[whatwg] Default encoding to UTF-8?

Boris Zbarsky bzbarsky at MIT.EDU
Mon Dec 5 17:31:29 PST 2011


On 12/5/11 6:14 PM, Leif Halvard Silli wrote:
> It is more likely that there is another reason, IMHO: They may have
> tried it, and found that it worked OK

Where by "it" you mean "open a text editor, type some text, and save". 
So they get whatever encoding their OS and editor defaults to.

And yes, then they find that it works ok, so they don't worry about 
encodings.

>> No.  He's describing a problem using UTF-8 to view pages that are not
>> written in English.
>
> And why is that a problem in those cases when it is a problem?

Because the characters are wrong?

> Do he read those languages, anyway?

Do you read English?  Seriously, what are you asking there, exactly?

(For the record, reading a particular page in a language is a much 
simpler task than reading the language; I can't "read German", but I can 
certainly read a German subway map.)

> The solution I proposed was that English locale browsers should default
> to UTF-8.

I know the solution you proposed.  That solution tries to avoid the 
issues David was describing by only breaking things for people in 
English browser locales, I understand that.

>> Why does it matter?  David's default locale is almost certainly en-US,
>> which defaults to ISO-8859-1 (or whatever Windows-??? encoding that
>> actually means on the web) in his browser.  But again, he's changed the
>> default encoding from the locale default, so the locale is irrelevant.
>
> The locale is meant to predominantly be used within a physical locale.

Yes, so?

> If he is at another physical locale or a virtually other locale, he
> should not be expecting that it works out of the box unless a common
> encoding is used.

He was responding to a suggestion that the default encoding be changed 
to UTF-8 for all locales.  Are you _really_ sure you understood the 
point of his mail?

> Even today, if he visits Japan, he has to either
> change his browser settings *or* to rely on the pages declaring their
> encodings. So nothing would change, for him, when visiting Japan — with
> his browser or with his computer.

He wasn't saying it's a problem for him per se.  He's a somewhat 
sophisticated browser user who knows how to change the encoding for a 
particular page.

What he was saying is that there are lots of pages out there that aren't 
encoded in UTF-8 and rely on locale fallbacks to particular encodings, 
and that he's run into them a bunch while traveling in particular, so 
they were not pages in English.  So far, you and he seem to agree.
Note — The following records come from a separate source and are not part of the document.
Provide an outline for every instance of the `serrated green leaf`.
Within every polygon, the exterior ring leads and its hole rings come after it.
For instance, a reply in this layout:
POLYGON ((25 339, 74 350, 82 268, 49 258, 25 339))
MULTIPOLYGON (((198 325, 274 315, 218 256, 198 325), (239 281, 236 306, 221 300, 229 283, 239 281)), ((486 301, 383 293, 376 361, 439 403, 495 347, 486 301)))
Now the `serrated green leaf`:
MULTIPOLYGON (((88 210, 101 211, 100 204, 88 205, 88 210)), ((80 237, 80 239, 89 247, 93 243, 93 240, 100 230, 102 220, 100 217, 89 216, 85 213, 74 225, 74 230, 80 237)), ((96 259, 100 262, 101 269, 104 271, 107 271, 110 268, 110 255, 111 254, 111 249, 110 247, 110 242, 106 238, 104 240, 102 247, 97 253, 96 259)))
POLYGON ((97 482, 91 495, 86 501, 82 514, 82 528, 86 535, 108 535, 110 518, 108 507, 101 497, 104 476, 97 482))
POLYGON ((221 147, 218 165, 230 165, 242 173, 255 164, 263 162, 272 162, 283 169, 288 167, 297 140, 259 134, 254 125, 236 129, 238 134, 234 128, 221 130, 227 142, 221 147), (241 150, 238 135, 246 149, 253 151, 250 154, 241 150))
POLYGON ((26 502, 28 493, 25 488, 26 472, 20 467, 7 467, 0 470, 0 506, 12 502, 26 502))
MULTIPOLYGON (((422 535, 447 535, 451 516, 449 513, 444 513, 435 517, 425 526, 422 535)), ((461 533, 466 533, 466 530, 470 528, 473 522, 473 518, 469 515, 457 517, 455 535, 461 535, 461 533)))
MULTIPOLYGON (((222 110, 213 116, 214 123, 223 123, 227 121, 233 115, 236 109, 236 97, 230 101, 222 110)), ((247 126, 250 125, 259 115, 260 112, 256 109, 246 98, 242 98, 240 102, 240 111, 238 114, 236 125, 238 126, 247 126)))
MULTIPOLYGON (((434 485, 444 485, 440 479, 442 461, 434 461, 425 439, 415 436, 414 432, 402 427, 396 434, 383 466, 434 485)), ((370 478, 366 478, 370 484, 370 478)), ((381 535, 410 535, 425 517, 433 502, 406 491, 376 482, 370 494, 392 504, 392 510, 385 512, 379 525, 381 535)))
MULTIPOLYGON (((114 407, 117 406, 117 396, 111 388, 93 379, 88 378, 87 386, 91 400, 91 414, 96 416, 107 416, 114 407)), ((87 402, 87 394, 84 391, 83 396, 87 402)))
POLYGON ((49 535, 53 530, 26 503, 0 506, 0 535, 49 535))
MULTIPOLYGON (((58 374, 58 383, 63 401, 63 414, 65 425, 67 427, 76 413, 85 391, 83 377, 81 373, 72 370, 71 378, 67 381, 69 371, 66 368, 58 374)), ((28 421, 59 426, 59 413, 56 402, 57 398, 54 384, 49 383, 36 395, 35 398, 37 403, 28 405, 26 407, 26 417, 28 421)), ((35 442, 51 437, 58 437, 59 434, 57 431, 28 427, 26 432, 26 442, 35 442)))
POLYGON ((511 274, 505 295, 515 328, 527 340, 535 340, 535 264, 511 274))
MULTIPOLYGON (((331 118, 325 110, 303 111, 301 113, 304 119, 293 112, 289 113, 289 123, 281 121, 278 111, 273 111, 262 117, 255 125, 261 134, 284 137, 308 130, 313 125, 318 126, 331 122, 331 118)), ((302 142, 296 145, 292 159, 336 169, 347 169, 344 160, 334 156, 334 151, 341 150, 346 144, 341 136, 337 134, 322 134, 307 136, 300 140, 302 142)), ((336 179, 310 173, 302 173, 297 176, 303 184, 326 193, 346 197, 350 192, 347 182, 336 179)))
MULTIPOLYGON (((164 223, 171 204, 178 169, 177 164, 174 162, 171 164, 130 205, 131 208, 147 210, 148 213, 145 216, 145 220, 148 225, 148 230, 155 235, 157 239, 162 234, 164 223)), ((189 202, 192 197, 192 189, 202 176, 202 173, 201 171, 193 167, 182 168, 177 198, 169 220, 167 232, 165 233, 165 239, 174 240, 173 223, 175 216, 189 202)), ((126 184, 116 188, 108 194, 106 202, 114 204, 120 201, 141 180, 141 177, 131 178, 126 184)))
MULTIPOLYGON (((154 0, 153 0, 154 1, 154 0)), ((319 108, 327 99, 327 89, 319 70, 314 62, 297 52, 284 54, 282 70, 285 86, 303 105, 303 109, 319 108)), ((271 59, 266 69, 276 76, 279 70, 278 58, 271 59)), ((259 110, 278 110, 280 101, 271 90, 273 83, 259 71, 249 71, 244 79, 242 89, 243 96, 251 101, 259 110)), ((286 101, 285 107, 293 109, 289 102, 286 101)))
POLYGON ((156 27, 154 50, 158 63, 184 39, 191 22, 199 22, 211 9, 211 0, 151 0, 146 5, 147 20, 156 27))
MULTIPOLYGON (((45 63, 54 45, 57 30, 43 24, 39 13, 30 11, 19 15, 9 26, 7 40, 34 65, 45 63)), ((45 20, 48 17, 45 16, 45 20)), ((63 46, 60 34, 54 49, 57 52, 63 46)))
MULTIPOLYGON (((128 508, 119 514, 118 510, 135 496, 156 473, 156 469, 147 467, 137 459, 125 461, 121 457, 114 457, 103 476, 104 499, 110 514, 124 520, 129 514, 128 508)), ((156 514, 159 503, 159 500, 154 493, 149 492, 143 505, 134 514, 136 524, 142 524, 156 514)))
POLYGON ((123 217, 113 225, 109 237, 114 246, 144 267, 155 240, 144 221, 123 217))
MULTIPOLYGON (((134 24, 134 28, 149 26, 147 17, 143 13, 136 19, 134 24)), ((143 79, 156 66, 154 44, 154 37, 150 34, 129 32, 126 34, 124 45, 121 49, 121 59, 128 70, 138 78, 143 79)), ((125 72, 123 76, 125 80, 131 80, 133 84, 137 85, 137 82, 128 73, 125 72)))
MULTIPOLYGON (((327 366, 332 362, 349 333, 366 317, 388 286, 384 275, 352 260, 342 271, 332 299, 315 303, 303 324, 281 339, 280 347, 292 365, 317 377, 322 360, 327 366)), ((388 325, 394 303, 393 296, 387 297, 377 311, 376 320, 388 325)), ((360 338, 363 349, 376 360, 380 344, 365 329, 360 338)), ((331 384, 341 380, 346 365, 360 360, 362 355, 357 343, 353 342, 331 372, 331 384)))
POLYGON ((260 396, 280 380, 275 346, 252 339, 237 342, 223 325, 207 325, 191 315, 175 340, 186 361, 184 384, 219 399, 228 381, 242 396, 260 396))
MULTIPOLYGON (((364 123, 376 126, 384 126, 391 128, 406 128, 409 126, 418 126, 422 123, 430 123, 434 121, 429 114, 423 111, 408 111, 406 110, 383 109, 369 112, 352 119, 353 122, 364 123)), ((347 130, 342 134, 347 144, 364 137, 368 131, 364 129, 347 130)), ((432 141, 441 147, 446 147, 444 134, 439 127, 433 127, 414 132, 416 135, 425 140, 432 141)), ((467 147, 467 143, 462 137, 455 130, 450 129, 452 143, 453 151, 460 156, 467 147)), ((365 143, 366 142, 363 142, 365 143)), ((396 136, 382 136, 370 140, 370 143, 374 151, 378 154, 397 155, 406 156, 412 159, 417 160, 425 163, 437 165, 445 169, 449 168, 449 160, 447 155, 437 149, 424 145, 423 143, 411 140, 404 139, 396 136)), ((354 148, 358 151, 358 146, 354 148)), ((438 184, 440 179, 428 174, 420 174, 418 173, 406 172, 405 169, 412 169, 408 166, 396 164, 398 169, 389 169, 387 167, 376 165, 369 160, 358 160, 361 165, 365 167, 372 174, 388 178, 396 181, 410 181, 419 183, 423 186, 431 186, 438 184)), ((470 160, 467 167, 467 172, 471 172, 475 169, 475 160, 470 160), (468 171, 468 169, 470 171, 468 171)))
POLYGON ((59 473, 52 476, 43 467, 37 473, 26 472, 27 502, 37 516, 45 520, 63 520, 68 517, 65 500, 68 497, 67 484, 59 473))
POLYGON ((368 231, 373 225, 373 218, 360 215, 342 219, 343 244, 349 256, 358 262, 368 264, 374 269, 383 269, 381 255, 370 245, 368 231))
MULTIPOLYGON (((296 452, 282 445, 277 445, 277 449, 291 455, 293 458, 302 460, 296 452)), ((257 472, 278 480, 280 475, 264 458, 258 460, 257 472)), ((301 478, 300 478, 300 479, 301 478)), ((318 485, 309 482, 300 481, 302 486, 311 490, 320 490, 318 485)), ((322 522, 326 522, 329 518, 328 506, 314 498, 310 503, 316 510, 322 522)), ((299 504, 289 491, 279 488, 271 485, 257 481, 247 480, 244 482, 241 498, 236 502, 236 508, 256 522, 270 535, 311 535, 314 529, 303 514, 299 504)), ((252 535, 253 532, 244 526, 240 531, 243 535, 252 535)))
> Yes, there would be a change, w.r.t. Enlgish quotation marks (see
> below) and w.r.tg. visiting Western European languages pages: For those
> a number of pages which doesn't fail with Win-1252 as the default,
> would start to fail. But relatively speaking, it is less important that
> non-English pages fail for the English locale.

No one is worried about that, particularly.

> There is a very good chance, also, that only very few of the Web pages
> for such professional institutions would fail to declare their encoding.

You'd be surprised.

>> Modulo smart quotes (and recently unicode ellipsis characters).  These
>> are actually pretty common in English text on the web nowadays, and have
>> a tendency to be in "ISO-8859-1".
>
> If we change the default, they will start to tend to be in UTF-8.

Not unless we change the authoring tools.  Half the time these things 
are just directly exported from a word processor.

> OK: Quotation marks. However, in 'old web pages', then you also find
> much more use of HTML entities (such as“) than you find today.
> We should take advantage of that, no?

I have no idea what you're trying to say,

> When you mention quotation marks, then you mention a real locale
> related issue. And may be the Euro sign too?

Not an issue for me personally, but it could be for some, yes.

> Nevertheless, the problem is smallest for languages that primarily limit their alphabet to those
> letter that are present in the American Standard Code for Information
> Interchange format.

Sure.  It may still be too big.

> It would be logical, thus, to start the switch to
> UTF-8 for those locales

If we start at all.

> Perhaps we need to have a project to measure these problems, instead of
> all these anecdotes?

Sure.  More data is always better than ancedotes.